Judge Bernice Donald was the first US judge I’ve known to think seriously about the role that dignity plays in our law and in our legal system. She saw that the commitment to respecting and promoting human dignity lies at the root of why judges and lawyers do what they do. She brought that insight to the American Bar Association (ABA) Center for Human Rights and eventually to the whole ABA. What a magnificent accomplishment: to get the American legal community to recognize that human dignity is foundational to a just rule of law, to encourage American lawyers – who individually and collectively have so much power to do good in the world – to stand up for human dignity.

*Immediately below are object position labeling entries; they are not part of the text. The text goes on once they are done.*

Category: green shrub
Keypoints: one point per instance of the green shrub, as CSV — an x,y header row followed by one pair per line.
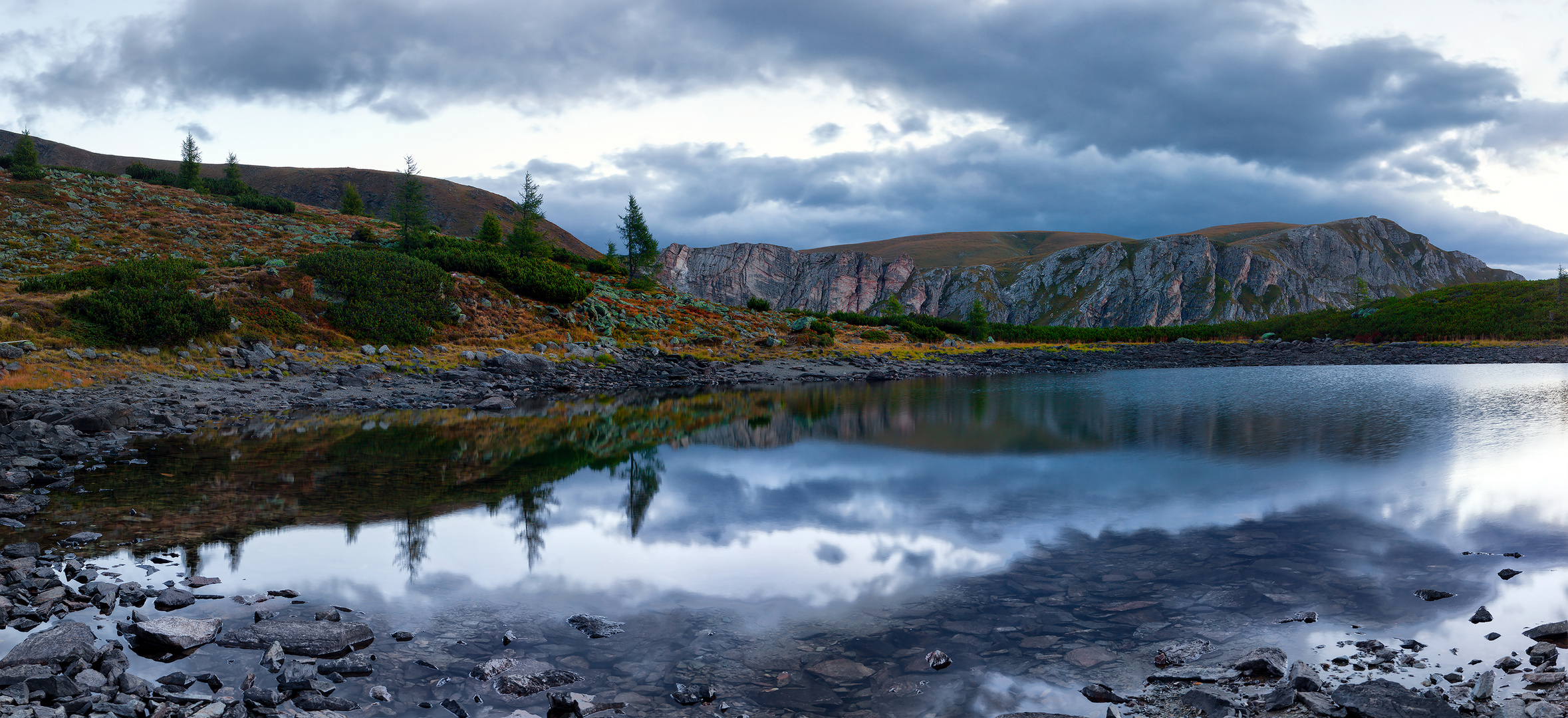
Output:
x,y
389,297
529,277
143,173
265,203
922,333
148,316
151,273
269,316
90,173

Many judges around the world are taking dignity seriously too. There are thousands of cases from all over the globe that limit government power in order to protect or promote human dignity, particularly where people are vulnerable. I’ve been incredibly fortunate to get to know some of them. For instance, Justice Mansoor Ali Shah, on the Supreme Court of Pakistan, is using the idea of dignity rights to modernize, liberalize, and democratize Pakistan. He calls it the ”jewel in the crown” of the fundamental rights, saying it “hovers over our laws like a guardian angel.” Isn’t that wonderful language?! Dignity brings out the inner poet in many jurists. But it’s poetry with real impact: there are countless examples where judges have used dignity to help transform the societies in which they work.

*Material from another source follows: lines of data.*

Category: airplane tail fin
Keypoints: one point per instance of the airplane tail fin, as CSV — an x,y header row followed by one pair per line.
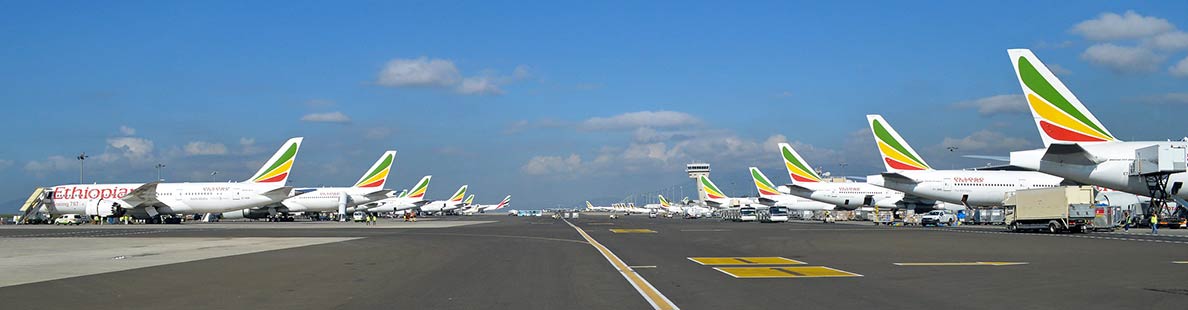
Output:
x,y
277,169
377,175
505,202
709,189
457,195
797,168
763,184
418,190
897,155
1059,114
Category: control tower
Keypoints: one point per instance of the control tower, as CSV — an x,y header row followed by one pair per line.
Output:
x,y
697,170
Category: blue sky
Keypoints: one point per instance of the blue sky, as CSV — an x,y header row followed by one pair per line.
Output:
x,y
554,102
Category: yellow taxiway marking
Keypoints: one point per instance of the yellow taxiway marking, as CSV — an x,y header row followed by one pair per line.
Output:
x,y
765,260
785,272
645,289
632,231
964,264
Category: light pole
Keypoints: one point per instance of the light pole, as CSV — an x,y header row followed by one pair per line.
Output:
x,y
81,157
158,171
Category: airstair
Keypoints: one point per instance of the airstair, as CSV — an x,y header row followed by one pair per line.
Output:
x,y
1156,164
40,197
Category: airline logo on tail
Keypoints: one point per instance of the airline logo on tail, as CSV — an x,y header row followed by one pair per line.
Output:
x,y
457,195
712,190
509,200
418,191
797,168
897,155
377,175
762,183
276,170
1059,114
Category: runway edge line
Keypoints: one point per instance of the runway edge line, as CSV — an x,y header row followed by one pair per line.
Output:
x,y
645,289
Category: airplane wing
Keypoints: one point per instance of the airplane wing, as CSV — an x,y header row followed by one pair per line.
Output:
x,y
145,194
378,195
1069,153
996,158
898,177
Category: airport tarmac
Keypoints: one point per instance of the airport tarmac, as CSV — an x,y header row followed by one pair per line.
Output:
x,y
630,263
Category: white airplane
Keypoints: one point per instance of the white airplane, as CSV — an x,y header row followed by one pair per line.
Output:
x,y
714,197
406,200
770,196
482,208
908,172
1079,146
851,195
589,207
454,202
158,200
367,189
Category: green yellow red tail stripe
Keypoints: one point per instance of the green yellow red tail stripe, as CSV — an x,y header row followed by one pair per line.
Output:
x,y
712,190
897,155
277,169
377,176
1059,114
797,169
762,183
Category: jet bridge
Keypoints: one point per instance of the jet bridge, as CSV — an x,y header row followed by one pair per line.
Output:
x,y
1155,164
39,198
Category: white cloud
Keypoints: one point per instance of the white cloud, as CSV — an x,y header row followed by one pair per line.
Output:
x,y
418,73
986,140
479,86
553,165
997,105
332,116
1130,25
1166,99
1180,69
655,119
204,149
320,102
54,163
132,147
1123,58
1169,40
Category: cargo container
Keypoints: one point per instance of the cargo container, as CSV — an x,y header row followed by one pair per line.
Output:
x,y
1053,209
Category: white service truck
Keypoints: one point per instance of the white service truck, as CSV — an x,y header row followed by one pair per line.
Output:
x,y
1051,209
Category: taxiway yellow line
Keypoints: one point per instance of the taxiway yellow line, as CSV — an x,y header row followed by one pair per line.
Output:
x,y
645,289
964,264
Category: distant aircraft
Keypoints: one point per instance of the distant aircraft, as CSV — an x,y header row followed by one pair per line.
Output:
x,y
770,196
908,172
454,202
404,201
367,189
1079,147
158,201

It's not just lawyers and judges who understand the power of dignity. Everyone does, intuitively. I’ve asked little kids in Haiti, struggling with famine and violence on a daily basis, what dignity means, and they’ll explain it just like the most learned justices. They’ll explain that it means that each person matters, that each person is worthy of respect. They know that when an adult talks to them kindly, they’re being treated with dignity, and they know it violates their dignity when the world ignores them and allows them to suffer. Kids understand that, without having to be taught or told.
What drives you?
I think that dignity is the shortest line from the human heart to the law. It’s what makes people hurt when there’s an injustice and it’s what drives people to assert their rights when they know they deserve better. I want to encourage people to assert their rights to dignity protection. I want to help shape the law so that it does the one essential thing that law should do: help people live better, more fulfilled lives. It’s good for people, and it makes democracy stronger.
What do you want your career/advocacy to stand for?
Helping people use the power of their own dignity to demand better lives for themselves and others and helping to bend the arc of the law toward human dignity.